Researchers Assess Best Exercise Protocol for Pulmonary Hypertension Patients

Researchers Assess Best Exercise Protocol for Pulmonary Hypertension Patients

An award of $465,000 from the National Institutes of Health was recently granted to a physical therapy researcher from the IU School of Health and Rehabilitation Services at Indiana University-Purdue University Indianapolis. The grant will be used to assess aerobic exercise training for pulmonary arterial hypertension patients, a strategy that could be used to reduce the mortality and morbidity in patients suffering with the disease.

According to Mary Beth Brown, an assistant professor in the Department of Physical Therapy, traditionally, PH patients were not encouraged to exercise.

“It’s only in the last decade that the first evidence came out that exercise may be okay and may even be beneficial,” Brown said. “Because it is such a relatively new potential therapy there is a lot of work that needs to be done to optimize it, just like with any other new therapy.”
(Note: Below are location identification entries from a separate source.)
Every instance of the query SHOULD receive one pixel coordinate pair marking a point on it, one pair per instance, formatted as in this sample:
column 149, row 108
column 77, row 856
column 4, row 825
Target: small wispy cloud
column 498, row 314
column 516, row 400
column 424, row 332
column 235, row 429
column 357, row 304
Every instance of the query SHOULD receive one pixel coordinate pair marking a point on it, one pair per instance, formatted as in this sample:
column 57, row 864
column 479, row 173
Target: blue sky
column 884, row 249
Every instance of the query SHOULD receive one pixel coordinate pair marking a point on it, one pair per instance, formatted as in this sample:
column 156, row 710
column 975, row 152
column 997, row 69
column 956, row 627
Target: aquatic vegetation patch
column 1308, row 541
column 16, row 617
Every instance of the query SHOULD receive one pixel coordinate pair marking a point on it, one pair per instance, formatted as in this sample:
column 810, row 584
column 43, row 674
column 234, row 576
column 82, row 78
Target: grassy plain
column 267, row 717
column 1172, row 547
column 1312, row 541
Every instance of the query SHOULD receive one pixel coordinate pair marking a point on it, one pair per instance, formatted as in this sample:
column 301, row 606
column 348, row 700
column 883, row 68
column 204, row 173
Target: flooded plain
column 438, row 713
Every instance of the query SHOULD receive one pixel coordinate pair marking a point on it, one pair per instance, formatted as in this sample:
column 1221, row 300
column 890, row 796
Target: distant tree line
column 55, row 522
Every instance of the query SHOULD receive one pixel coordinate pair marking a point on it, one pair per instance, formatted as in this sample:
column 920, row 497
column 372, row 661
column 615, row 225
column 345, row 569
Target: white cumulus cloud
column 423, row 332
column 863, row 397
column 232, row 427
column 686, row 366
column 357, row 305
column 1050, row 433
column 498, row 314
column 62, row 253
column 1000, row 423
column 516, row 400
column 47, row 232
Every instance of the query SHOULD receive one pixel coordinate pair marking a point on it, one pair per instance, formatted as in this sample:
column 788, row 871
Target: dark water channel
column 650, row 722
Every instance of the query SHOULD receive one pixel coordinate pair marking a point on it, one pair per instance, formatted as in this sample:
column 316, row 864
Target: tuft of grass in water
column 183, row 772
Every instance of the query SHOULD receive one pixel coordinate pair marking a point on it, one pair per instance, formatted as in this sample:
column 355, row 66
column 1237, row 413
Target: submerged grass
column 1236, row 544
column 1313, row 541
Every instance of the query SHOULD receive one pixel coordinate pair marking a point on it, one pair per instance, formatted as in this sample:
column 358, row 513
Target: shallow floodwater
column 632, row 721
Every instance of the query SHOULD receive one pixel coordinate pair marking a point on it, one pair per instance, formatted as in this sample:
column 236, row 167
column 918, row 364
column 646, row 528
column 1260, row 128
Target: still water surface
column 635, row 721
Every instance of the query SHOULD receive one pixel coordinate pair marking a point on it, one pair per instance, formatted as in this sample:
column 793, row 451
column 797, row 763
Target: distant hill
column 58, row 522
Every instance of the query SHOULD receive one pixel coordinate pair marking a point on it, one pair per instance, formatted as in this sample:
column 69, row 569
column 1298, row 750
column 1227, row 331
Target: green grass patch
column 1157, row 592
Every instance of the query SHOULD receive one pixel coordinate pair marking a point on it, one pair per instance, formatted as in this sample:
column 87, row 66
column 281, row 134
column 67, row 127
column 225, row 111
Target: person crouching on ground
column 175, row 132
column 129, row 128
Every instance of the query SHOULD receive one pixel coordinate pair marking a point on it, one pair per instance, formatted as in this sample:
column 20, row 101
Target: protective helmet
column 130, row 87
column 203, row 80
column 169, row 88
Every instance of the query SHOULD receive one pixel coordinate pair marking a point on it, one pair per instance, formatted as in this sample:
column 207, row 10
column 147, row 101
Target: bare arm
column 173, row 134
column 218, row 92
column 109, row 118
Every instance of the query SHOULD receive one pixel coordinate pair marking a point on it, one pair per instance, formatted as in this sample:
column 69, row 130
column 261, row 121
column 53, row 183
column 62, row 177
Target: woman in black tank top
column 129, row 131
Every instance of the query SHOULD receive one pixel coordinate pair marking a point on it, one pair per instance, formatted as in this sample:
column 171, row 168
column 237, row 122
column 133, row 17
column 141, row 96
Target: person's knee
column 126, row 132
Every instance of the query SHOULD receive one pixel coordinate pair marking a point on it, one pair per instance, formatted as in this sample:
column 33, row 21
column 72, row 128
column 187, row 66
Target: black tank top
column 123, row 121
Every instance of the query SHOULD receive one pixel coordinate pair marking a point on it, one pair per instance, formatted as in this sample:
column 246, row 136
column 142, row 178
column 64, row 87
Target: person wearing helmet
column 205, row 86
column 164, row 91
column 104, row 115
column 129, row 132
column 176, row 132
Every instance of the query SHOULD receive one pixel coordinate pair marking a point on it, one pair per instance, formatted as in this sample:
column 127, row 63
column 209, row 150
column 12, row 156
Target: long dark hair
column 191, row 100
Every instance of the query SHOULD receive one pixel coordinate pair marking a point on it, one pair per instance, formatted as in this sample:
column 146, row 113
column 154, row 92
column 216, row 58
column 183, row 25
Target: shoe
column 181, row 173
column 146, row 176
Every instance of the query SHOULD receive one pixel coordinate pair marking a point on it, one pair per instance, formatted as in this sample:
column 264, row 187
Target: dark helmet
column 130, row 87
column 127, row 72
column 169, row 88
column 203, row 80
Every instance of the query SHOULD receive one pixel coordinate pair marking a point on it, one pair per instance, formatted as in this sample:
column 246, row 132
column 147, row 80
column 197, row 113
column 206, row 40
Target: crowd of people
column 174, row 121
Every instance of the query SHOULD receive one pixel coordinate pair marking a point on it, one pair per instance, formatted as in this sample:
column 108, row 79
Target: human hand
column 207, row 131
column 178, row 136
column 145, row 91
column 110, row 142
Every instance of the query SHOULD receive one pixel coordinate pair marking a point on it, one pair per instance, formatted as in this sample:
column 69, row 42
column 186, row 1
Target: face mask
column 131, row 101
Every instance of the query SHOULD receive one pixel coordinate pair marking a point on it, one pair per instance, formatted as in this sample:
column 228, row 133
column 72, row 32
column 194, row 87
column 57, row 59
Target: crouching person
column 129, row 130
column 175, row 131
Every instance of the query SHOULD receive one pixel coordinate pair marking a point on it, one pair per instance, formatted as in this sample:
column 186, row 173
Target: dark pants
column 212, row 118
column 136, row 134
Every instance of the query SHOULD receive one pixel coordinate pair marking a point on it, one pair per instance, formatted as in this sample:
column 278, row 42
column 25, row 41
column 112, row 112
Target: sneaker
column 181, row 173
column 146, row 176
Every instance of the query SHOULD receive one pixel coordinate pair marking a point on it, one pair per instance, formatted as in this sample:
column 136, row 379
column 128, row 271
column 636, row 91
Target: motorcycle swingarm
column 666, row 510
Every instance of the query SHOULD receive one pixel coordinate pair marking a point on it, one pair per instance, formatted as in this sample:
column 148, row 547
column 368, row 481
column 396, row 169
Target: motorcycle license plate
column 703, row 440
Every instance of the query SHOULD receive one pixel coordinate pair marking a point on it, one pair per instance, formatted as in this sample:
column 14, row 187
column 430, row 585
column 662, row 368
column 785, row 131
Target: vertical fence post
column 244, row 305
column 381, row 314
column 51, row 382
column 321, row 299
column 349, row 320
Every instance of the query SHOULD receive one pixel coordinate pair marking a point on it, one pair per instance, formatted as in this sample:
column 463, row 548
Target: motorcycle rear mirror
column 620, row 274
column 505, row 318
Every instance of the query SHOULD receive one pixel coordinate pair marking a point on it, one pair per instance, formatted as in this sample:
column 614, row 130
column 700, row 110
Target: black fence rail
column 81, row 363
Pulmonary hypertension (PH) is a rare lung disorder in which the arteries that carry blood from the heart to the lungs become narrowed, making it difficult for blood to flow through the vessels. As a result, the blood pressure in these arteries — called pulmonary arteries — rises far above normal levels. This abnormally high pressure strains the right ventricle of the heart, causing it to expand in size. Overworked and enlarged, the right ventricle gradually becomes weaker and loses its ability to pump enough blood to the lungs. This could lead to the development of right heart failure.

According to Brown, while exercise is thought to be beneficial for patients with PH, the best exercise strategy for reducing risks while maximizing health benefits in pulmonary hypertension patients remains unclear.

“Patients with pulmonary hypertension can get extremely high pulmonary pressures during exercise,” she said. “So you have to wonder what the implications of that are.”

As Brown notes, PH progressively worsens patients’ capacity to tolerate exercise, with evidence suggesting that the progression of the disease leads to heart and skeletal muscle metabolism to stop producing energy.

Brown noted that exercise reverses or improves the inefficient energy metabolism of other diseases, and could also be the case in PH.

“If we can find an exercise protocol that will improve blood pressure in the lungs, and thus the load on the right heart, in addition to promoting improvement in skeletal muscle and heart metabolism, we could actually slow the progression of the disease,” Brown said.

In a mild form PH rat model, Brown’s team used high intensity interval training, alternating with short periods of intense exercise with less-intense recovery periods. Results from the experiment revealed an improvement in the lungs’ blood pressure during exercise and also at rest. The researchers also observed an enlargement in the right ventricle size.

“We’ve never seen reversal of the right heart hypertrophy,” she said. “My first thought was this can’t be right, so the experiment was repeated, but we got the same results again.”

With the NIH award, the team is planning to conduct a study in severe PH rat models with intensity interval training to understand see if there is as much or more benefit as occurred with a mild form of the disease.

To measure pulmonary pressures during exercise, Brown’s team will use implantable telemetry over the course of disease development and treatment.

“That’s important because patients don’t always have problems when they are just resting. They have them when they are walking across the room or going up a flight of stairs,” Brown said. “We need to understand the hemodynamics during physical exertion so we can better optimize exercise protocols.”

Results from a previous study have shown reduction in pulmonary pressure to normal levels for a period of time in animals that underwent a single exercise session. Brown’s new research aims at determining which is the best exercise protocol to normalized pulmonary pressures.

“That in itself could potentially produce a huge benefit,” Brown said. “Patients who exercised daily would have more of these post-exercise windows of lower pressure, and less load on the heart.”